UL-led research project seeks to improve access to healthcare for people with intellectual disabilities
Dr Éilish Burke, Trinity College Dublin, and Dr Sean Healy, University of Limerick, joined Una Coates and Hayley Kavanagh of Special Olympics Ireland at the launch of a groundbreaking research project aimed at enhancing healthcare access for individuals with intellectual disabilities Picture: Brian Arthur
Thursday, 29 February 2024

A new project led by researchers at University of Limerick is seeking to improve access to healthcare for people with intellectual disabilities.

Researchers at UL, in collaboration with a national team of researchers and Special Olympics Ireland, have been selected to conduct a national assessment and advocacy project to improve inclusivity and equity in healthcare.

It is part of an international initiative called the Rosemary Collaboratory, which was established by Special Olympics International.

Following a competitive request for proposals in 2023, eight countries alongside three US states have been selected to conduct a thorough assessment of the inclusivity of their healthcare systems for people with intellectual disabilities.

Ireland is the only European country participating, highlighting its commitment to advancing healthcare for all and the commencement of phase one of the multi-stage project was officially launched this Thursday at UL.

Dr Sean Healy, Associate Professor of Physical Activity and Sport Participation, Policy and Practice in UL’s Department of Physical Education and Sports Science, is the project lead for Ireland.

He explained: “As researchers, we strive to positively impact our communities and society through our work. Joining the Rosemary Collaboratory, our team of experienced academics and stakeholders are in a prime position to significantly advance inclusive healthcare in Ireland.”

This first phase of the project will provide a foundation for future phases in which healthcare system improvement initiatives will be enacted.

Dr Rosie Gowran, Associate Professor in Occupational Therapy at the School of Allied Health in UL who is the Clinical Lead for the National Clinical Programme for People with Disabilities, explained the benefits of the collaboration.

“The Rosemary Collaboratory represents a significant step towards supporting individuals with intellectual disabilities to navigate Ireland’s healthcare system. By uniting global expertise and local insight, this initiative will not only highlight the critical gaps in our current healthcare system but also pave the way for substantial, actionable change that will enhance accessibility, affordability, and the overall quality of healthcare for people with intellectual disabilities.”

Speaking about the project, UL President Professor Kerstin Mey said: “University of Limerick’s role in leading Ireland’s participation in the Rosemary Collaboratory underscores our efforts as leader for equality, diversity and inclusivity. And, via the partnerships built across campus and Ireland with academics and stakeholders alike, it contributes to our principle of proactively collaborating to make a difference in society.”

The Irish team brings together a coalition of researchers from UL, Dublin City University, University of Dublin Trinity College, and the Royal College of Surgeons in Ireland, working in partnership with Special Olympics Ireland.

Along with Dr Healy, key team members include Dr Owen Doody and Jeanne O’Sullivan (UL), Professor Anthony Staines (DCU), Dr Éilish Burke (TCD), Professor Mary Rose Sweeney (RCSI), alongside Special Olympics Ireland's Hayley Kavanagh and Kathy Fulcher.
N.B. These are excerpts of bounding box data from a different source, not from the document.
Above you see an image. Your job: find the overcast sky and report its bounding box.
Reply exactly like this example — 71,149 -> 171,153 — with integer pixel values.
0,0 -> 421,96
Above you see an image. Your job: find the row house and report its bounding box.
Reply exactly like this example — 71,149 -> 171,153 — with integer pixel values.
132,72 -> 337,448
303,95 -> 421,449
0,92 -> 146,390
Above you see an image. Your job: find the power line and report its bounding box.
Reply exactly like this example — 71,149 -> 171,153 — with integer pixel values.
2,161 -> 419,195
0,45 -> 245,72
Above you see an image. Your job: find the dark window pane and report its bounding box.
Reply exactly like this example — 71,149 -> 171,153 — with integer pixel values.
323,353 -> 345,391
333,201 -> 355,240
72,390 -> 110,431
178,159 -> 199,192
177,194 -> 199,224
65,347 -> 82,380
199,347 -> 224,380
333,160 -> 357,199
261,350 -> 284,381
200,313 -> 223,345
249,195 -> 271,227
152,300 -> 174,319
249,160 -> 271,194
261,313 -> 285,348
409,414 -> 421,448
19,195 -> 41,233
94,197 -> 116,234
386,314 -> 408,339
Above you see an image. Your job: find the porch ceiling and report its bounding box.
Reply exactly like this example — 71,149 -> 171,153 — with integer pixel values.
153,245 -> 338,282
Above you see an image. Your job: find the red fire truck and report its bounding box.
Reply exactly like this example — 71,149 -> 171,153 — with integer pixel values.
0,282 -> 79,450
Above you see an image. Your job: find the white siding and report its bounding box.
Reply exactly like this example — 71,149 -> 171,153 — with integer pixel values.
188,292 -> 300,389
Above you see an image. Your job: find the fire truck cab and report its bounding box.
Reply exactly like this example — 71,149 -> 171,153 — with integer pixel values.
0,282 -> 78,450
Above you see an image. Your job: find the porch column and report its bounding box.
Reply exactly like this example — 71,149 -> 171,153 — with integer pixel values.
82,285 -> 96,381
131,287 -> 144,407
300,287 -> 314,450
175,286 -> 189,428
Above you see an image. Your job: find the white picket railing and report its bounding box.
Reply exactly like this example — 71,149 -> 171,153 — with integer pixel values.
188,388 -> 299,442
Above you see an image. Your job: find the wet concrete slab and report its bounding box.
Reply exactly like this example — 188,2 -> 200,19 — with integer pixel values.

Their efforts are supported by a Partner Advisory Board comprising representatives from Ireland’s Health Services Executive, National Disability Authority, Special Olympic Ireland’s Health messenger team, and experts by experience.

Phase one will involve a comprehensive assessment across a broad spectrum of indicators within Ireland’s healthcare system. The insights gleaned from this assessment will contribute to a global report on the inclusivity of healthcare for persons with intellectual disabilities, due for release by Special Olympics International in 2025.

This report will serve as a cornerstone for future system improvement efforts.